There was a time in this town when trolleys connected neighborhoods and allowed for municipal expansion because the city’s first form of public transportation took people away from the dangers of Wheeling’s bustling downtown and to unsoiled water sources and natural air.
Those streetcars allowed for the birth of Wheeling’s suburbs, too, with Center and South Wheeling lines developed first and rails that carried passengers from downtown all the way to Elm Grove added during the tram’s six decades of operation.

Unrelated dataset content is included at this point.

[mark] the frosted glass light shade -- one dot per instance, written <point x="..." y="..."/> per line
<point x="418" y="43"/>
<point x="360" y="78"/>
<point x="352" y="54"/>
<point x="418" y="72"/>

Only a few remnants of the industry remain today, however, and more tracks have been uncovered and removed during the current streetscape project along Main and Market streets.
The best piece of proof that remains today has been renamed by local historians as “Traction Path,” but the slender, grass-and-gravel lane always will be better known as “The Path,” “The Pig Path,” and as “Lover’s Lane.” The trail stretches from Heiskell Avenue to Elm Street and it rests between two developments known as Kenwood Place and Echo Point Circle.
According to information archived by the Ohio County Public Library, the wooded pathway was a small portion of the Elm Grove-to-Woodsdale line. These days, though, the throughway is labeled “Traction Path” and it’s been civilized by Eagle scouts and the City of Wheeling with drainage control, a picnic table, lighting, and a new entrance/exit on the east side of the trail.
There was a time, though, when young adults hid away for their evening path parties and local kids utilized it as a quick portal to sneak between the two halves of the Woodsdale neighborhood.